ON 20070928@12:22:57 PM at page: http://www.piclist.com/techref/microchip/math/radix/b2bu-16b5d.htm#39353.5159375 James Newton[JMN-EFP-786] See also: http://www.dattalo.com/technical/software/pic/bcd.txt Scott Dattalo's analysis of John Payson's code:

If you have a 4 digit hexadecimal number, it may be written as

N = a_3*16^3 + a_2*16^2 + a_1*16 + a_0

where a_i, i=0,1,2,3 are the four hexadecimal digits. If you 
wish to convert this to decimal, then you need to express N as

N = b_4*10^4 + b_3*10^3 + b_2*10^2 + b_1*10 + b_0

Where b_j, j=0,1,2,3,4 are the five decimal digits.
The reason there are 5 digits in the decimal representation
is because the maximum four digit hexadecimal number (0xffff)
requires 5 decimal digits (65535). Now the goal is to find
a set of equations that allow the b_j's to be expressed in
terms of the a_i's. There are infinitely many ways to do this.
Here are two of probably the simplest expressions.
  First, expand the 16^i's and then collect all coefficients
of the 10^j's:

N = a_3*4096 + a_2*256 + a_1*16 + a_0
  = a_3*4*10^3  + a_2*2*10^2 + (a_3*9 + a_2*5 + a_1)*10 +
    6*(a_3 + a_2 + a_1) + a_0


This gives us five equations:

b_0 = 6*(a_3 + a_2 + a_1) + a_0
b_1 = a_3*9 + a_2*5 + a_1
b_2 = 2*a_2
b_3 = 4*a_3
b_4 = 0

Which as John says, must be "normalized". Normalization in
this context means we need to reduce the b_j's such that
  0 <= b_j <= 9

In other words we need to find:

c_0 = b_0 mod 10

b_1 = (b_1 + (b_0 - c_0)/10)
c_1 =  b_1 mod 10

b_2 = (b_2 + (b_1 - c_1)/10) 
c_2 = b_2 mod 10

b_3 = (b_3 + (b_2 - c_2)/10)
c_3 = b_3 mod 10

c_4 = (b_4 + (b_3 - c_3)/10) mod 10
    = (b_2 - c_2)/10

Division by 10 can be done quite efficiently (as was shown
in another thread several months ago). However, it does require
a significant amount of code space compared to say repeated
subtractions. Unfortunately, there can be very many subtractions
that are required.

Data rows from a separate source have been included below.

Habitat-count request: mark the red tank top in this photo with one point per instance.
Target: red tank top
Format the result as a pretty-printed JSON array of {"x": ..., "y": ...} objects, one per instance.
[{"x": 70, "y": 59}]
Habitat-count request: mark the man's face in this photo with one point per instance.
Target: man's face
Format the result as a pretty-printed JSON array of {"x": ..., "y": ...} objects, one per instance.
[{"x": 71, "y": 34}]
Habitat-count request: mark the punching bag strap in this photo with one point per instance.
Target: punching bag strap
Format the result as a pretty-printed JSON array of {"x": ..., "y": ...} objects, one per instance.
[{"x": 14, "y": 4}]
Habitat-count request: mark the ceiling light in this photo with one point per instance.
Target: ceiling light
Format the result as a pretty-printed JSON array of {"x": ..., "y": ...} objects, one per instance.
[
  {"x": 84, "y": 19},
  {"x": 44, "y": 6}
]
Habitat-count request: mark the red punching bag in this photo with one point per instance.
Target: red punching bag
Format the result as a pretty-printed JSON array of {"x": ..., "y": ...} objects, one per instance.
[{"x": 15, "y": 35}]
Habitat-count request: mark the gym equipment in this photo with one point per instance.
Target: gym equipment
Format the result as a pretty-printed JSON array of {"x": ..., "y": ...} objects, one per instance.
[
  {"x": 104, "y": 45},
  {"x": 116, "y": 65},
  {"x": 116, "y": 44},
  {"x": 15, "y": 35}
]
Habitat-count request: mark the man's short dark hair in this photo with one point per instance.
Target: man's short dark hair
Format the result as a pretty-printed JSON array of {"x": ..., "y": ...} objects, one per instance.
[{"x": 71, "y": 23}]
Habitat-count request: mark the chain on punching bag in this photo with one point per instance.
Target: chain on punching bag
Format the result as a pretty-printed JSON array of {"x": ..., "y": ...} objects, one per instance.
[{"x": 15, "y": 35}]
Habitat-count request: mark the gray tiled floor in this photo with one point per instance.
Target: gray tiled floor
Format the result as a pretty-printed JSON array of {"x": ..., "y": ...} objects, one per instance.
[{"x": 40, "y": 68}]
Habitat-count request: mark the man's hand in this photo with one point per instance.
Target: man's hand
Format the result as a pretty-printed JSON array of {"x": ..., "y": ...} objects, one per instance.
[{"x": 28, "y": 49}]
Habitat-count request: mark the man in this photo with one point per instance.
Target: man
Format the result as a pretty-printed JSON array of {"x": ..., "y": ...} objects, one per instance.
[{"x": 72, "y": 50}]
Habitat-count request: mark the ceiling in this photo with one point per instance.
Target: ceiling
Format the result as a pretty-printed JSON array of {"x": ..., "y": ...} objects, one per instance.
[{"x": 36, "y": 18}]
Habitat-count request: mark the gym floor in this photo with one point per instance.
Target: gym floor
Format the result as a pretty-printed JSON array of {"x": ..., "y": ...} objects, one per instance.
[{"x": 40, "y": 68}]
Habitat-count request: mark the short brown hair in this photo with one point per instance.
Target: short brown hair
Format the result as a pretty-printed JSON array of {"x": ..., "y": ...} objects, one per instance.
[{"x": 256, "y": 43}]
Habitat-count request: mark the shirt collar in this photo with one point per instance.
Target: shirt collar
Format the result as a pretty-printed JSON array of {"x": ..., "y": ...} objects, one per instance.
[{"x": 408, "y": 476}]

For example, b_1 could be as large as 15*16,
or 240. 10 would have to be subtracted 24 times if you wish to
compute 240 mod 10. I presume John realized this inefficiency
and thus sought to express N so that repeated subtractions
could be used and that the total number of subtractions are
minimized. This leads to the next way that N can be expressed:

N = a_3*(4100 - 4) + a_2*(260 - 4) + a_1*(20-4) + a_0
  = 4*a_3*10^3 + (a_3 + 2*a_2)*10^2 + (6*a_2 + 2*a_1)*10 +
    a_0 - 4*(a_3 + a_2 + a_1)

This gives five new equations for the b_j's. 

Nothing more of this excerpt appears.